Ryan Reynolds has publicly thrown his weight behind Blake Lively as her long-running legal battle tied to It Ends With Us moves closer to trial, offering one of his clearest comments yet on the dispute. In a recent interview, Reynolds said he had “never been more proud” of Lively and praised what he called her “level of integrity,” a remark that quickly became the headline moment from an otherwise restrained public stance.
The case has been dragging on for months and has become one of the more closely watched celebrity court fights in Hollywood. It began in late 2024, when Lively accused her It Ends With Us co-star and director Justin Baldoni of sexual harassment and of helping drive a retaliatory smear campaign against her. Baldoni denied the allegations and later filed a $400 million countersuit against Lively and Reynolds, though that countersuit was dismissed in 2025, according to recent coverage.
What’s changed lately is the shape of the case heading into court. Recent reports say a judge dismissed 10 of Lively’s 13 claims, but parts of the dispute are still alive and set to be tested at trial, now scheduled to begin on May 18, 2026 in New York. Pretrial arguments are still unfolding, including fights over what evidence jurors may actually hear.
That’s what makes Reynolds’ comment notable. He hasn’t exactly been doing a media blitz about the case, so even a short show of support carried some weight. The message was simple enough: whatever is happening in court, he wants it known that he is standing with his wife. In celebrity legal battles, those public signals matter, sometimes almost as much as the filings themselves. The coverage around his remarks has framed them as both personal support and a reminder that the couple is trying to project unity as the courtroom phase gets closer.
The legal fight itself is still messy. One recent dispute centers on whether allegations involving Baldoni’s alleged comments about Lively’s weight should be allowed before a jury. Lively’s team argues those details help explain the broader retaliation claims; the opposing side says they are prejudicial and irrelevant. That kind of evidentiary fight is pretty normal before a trial, but in a case this public, every hearing becomes part of the larger media narrative.
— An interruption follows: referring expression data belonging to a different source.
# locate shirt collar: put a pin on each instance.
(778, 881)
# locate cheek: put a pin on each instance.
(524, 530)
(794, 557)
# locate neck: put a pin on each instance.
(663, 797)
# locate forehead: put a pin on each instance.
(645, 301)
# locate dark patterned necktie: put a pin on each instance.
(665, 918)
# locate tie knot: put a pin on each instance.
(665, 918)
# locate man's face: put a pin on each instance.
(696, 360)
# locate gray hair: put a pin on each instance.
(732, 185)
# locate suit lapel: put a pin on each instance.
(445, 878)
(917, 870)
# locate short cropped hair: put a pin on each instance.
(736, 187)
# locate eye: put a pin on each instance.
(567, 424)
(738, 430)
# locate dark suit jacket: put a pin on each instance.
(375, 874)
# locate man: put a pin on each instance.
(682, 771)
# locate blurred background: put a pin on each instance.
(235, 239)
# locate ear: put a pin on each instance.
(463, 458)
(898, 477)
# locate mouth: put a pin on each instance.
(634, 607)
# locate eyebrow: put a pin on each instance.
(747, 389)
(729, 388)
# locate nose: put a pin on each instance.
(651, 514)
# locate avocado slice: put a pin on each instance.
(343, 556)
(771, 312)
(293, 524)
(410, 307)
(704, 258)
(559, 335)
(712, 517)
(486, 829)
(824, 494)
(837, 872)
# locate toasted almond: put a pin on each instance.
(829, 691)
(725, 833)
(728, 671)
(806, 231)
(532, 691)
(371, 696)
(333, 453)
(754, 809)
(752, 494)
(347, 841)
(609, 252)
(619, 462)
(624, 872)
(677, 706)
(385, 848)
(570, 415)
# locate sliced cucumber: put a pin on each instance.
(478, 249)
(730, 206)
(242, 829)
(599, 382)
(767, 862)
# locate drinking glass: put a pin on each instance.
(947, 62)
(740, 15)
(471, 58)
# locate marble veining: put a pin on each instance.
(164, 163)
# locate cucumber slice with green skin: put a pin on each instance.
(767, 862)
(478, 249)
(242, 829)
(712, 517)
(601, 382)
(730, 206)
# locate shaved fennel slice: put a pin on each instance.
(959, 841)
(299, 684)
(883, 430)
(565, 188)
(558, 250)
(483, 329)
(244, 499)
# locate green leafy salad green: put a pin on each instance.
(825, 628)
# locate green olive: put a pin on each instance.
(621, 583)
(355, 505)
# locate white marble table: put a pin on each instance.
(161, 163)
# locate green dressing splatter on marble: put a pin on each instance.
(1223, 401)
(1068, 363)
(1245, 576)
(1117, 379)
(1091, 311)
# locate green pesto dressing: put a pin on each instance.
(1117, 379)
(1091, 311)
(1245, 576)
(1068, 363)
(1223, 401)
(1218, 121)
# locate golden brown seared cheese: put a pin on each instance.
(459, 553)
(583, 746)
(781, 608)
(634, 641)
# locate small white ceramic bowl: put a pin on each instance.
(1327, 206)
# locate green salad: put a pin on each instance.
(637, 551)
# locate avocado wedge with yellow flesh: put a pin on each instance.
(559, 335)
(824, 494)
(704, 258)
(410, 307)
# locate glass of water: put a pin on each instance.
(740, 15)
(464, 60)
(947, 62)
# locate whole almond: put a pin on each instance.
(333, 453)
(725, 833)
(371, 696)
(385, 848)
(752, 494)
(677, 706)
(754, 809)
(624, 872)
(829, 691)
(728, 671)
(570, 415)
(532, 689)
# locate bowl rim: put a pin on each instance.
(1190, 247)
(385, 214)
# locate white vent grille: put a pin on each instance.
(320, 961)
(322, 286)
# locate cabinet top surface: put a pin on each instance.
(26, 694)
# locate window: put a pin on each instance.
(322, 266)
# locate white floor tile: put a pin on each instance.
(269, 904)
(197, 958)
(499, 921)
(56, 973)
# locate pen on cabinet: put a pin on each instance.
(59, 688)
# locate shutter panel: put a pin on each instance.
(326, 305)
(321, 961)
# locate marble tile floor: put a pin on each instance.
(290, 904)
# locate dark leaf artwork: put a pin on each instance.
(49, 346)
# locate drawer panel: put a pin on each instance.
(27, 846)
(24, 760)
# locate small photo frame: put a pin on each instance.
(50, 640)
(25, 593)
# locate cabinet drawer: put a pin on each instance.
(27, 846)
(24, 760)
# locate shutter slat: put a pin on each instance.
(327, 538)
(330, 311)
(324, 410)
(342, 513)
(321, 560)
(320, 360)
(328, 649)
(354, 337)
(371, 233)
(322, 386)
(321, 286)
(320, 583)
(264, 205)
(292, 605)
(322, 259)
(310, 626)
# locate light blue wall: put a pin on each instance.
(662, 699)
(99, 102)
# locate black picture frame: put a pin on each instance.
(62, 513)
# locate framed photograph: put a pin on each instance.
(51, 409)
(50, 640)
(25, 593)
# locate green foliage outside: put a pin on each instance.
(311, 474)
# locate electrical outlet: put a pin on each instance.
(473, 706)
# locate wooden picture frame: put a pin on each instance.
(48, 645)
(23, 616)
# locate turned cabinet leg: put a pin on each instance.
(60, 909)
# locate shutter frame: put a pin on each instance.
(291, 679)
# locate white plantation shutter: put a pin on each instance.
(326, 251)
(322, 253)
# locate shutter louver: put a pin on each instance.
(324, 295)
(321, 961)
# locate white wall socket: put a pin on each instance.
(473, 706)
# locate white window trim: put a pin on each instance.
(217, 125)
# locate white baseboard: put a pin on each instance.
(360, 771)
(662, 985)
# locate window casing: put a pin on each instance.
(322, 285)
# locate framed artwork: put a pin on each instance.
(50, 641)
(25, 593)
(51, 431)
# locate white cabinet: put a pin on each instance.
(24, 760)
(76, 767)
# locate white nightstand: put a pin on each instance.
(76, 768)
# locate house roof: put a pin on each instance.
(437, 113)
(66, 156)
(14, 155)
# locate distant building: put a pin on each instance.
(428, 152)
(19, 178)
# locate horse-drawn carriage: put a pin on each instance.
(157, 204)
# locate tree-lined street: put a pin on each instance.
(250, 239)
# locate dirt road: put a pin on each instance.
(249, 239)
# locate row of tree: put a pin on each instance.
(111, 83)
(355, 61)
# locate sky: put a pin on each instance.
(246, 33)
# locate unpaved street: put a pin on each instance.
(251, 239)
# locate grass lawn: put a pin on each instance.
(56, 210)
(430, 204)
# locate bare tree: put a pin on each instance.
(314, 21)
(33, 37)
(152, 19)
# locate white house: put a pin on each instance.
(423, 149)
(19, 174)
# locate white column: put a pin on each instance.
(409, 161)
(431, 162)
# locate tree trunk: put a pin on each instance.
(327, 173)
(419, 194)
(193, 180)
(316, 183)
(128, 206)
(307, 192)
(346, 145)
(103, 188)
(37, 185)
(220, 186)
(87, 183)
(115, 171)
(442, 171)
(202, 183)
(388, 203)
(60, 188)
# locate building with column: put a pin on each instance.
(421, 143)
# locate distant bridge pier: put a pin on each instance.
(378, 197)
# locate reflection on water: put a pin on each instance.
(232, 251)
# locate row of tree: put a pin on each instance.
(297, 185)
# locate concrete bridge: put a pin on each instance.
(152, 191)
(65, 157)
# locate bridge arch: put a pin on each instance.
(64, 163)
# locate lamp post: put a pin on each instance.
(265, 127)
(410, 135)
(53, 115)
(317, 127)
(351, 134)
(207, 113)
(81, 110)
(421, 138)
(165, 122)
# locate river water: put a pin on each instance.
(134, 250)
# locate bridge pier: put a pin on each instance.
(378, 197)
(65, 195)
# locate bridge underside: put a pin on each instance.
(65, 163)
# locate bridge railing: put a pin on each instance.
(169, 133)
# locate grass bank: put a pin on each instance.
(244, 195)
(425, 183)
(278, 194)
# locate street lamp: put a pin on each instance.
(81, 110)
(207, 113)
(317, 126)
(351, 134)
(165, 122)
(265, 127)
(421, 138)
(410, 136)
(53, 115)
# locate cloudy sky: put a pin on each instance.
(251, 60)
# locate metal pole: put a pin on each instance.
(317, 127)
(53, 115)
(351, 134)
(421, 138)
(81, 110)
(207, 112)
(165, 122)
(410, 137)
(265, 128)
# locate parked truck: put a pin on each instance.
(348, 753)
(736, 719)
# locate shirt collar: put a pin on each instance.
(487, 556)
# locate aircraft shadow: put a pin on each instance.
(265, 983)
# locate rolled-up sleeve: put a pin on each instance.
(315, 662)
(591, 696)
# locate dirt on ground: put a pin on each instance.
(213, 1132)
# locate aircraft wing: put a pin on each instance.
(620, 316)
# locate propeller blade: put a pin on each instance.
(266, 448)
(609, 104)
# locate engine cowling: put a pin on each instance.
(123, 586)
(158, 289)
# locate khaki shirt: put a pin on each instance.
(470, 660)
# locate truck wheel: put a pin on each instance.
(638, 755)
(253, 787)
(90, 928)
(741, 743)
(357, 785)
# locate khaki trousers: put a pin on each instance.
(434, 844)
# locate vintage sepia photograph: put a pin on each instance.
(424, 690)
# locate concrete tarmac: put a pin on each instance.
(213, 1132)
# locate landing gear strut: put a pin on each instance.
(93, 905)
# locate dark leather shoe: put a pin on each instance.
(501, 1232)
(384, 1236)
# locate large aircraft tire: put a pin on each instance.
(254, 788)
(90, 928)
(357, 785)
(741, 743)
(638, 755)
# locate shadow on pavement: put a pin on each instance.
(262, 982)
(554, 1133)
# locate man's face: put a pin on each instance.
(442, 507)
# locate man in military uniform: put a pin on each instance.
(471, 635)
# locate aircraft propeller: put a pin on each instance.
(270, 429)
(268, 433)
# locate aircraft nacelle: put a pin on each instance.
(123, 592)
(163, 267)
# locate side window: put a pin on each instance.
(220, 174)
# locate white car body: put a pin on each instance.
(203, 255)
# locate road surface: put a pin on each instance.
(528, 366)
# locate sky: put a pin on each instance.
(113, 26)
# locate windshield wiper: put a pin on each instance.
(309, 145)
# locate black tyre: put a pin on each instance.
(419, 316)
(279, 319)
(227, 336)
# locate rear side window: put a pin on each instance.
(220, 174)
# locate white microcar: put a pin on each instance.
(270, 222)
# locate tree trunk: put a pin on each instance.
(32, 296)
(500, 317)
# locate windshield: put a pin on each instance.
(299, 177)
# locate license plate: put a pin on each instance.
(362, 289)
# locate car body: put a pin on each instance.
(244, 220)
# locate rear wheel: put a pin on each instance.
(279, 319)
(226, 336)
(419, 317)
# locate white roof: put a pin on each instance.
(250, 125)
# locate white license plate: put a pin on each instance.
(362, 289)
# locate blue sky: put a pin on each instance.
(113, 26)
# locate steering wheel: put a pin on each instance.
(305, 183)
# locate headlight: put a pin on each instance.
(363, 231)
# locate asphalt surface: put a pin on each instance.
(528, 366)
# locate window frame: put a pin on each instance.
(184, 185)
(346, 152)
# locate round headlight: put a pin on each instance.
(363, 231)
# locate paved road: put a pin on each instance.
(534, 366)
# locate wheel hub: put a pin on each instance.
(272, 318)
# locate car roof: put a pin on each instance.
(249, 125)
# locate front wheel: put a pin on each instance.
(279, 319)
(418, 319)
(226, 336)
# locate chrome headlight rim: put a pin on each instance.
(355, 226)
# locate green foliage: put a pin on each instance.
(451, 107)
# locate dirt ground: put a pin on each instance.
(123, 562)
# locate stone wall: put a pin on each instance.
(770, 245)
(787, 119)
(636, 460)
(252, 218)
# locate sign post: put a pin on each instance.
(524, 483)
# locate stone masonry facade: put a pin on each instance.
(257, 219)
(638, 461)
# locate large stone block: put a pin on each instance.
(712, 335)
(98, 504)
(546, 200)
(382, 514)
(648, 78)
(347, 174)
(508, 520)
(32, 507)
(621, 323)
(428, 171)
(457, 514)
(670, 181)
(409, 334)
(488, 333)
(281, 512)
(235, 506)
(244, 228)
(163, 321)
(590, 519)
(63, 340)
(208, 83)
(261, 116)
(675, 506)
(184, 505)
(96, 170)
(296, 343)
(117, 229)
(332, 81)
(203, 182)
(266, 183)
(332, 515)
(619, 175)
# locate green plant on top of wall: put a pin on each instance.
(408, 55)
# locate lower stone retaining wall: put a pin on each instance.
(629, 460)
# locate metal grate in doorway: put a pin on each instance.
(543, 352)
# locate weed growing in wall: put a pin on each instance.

For now, Reynolds’ remarks do not change the legal stakes. They do, though, add a personal layer to a case that has already spilled far beyond court documents and into the entertainment press. With trial approaching, the dispute is no longer just about what happened on a film set. It’s also about reputation, leverage, and which version of events will ultimately hold up under scrutiny in court. That last point is an inference based on the ongoing pretrial coverage and the issues still being contested.